While the athletes organized the event, it couldn't have worked without the parents that came out to help. Sonya Smith, whose son, Amarion, plays at Lakewood, was one of the moms that came out to help check temperatures and hand out drinks. She stands by the message of these kids and wanted to do whatever she could to help.
"I think it takes away their (desire to) strive. It takes away their pride and want to be a part of something," Smith said on the negatives that come from workouts not being allowed. "If you take it from them, they're distracted, they've lost hope or you've taken kind of hope they had and shattered it. I say, let them play, let them live, let them have fun and let them learn. They learn from each other and we learn from them."
Derrick Russell, another Lakewood parent, was out on the field helping coach the workouts. He was so proud of the kids for organizing the event and wanted to lend whatever aid he could.
"I think these kids have done a great thing by standing up and doing what they need to do to get out on the field," said Russell. "I love it. The city has come together and the parents have come together.

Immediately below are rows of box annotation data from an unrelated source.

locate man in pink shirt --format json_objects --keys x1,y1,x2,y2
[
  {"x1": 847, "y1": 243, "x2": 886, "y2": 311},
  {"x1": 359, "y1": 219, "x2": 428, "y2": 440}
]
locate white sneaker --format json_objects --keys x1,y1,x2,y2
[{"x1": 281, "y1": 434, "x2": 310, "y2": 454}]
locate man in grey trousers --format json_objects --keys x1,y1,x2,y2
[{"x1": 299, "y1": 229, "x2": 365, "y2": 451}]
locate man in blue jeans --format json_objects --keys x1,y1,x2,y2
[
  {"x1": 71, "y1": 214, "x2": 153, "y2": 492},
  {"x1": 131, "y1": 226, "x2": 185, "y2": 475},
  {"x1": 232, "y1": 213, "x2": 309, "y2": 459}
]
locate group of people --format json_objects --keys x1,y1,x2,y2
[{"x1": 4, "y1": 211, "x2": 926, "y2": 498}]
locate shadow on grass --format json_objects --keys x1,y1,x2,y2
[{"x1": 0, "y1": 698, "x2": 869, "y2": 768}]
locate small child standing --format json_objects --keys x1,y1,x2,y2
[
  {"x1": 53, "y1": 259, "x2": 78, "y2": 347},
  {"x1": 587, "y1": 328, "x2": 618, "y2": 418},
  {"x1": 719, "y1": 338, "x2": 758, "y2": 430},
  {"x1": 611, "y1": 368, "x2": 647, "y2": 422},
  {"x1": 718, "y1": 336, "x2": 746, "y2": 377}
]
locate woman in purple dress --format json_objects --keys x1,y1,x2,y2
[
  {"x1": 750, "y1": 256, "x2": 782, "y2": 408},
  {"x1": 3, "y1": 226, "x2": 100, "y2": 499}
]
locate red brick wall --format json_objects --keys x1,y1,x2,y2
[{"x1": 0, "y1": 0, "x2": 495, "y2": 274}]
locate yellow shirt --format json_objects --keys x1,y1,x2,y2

At the end of the day, football matters to these kids. To many athletes around Sumter, football is more than just a game. It brings this community together and gives Sumter athletes positive goals. That's why they want to play."
"This is very big and very important. This is more than just football for these guys, this is life," said Prince. "This teaches kids brotherhood, unity, how to stand up for each other. It teaches more than just throwing and catching the ball and hitting somebody."
Fuller echoed that sentiment.
"Some of these boys come from hard times. Life isn't easy, but football helps with all of this," said Fuller. "Football releases some of our challenging moments. Football is a place where we can come when we feel uncomfortable. You take football away from these guys, and you're not going to see the same person. Football has made some of these guys the guys they are today.
"My message to the district is to let us play. We don't have to have fans, but we really want to play, and I hope that them seeing this shows that these boys are serious."